Data silos ruin corporate productivity. serves as an Object-Relational Mapper (ORM) that allows Python to communicate seamlessly with almost any relational database (e.g., PostgreSQL, MySQL, SQL Server, Oracle). Automating the extraction and loading of data directly into enterprise databases eliminates the need for manual CSV exports and imports.
This module establishes a strong technical base. Students learn in-depth data wrangling using Pandas , interact with SQL databases (specifically SQLite), and set up professional development environments like VSCode. (Email, Slack, Excel, BI dashboards
The course is structured to take you from zero to automated hero. Here is a deep dive into the core modules.
In this course, you'll learn the fundamentals of Python programming for data science automation. You'll discover how to automate repetitive tasks, streamline data workflows, and leverage popular Python libraries for data manipulation, analysis, and visualization.
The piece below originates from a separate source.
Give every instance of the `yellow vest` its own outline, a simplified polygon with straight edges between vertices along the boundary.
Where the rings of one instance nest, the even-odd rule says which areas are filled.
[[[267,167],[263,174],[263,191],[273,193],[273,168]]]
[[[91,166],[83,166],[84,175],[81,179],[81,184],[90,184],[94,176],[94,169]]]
: Use tools like Papermill to generate automated data products and reports for stakeholders.
: Individuals who want to move beyond basic analysis and deliver production-ready data products. Business Science University or how this course integrates with the DS4B 201-P advanced machine learning course?
The transformation phase converts messy enterprise data into structured formats. DS4B 101-P focuses on writing memory-efficient, vectorized code rather than relying on slow, manual Excel macros or iterative Python loops.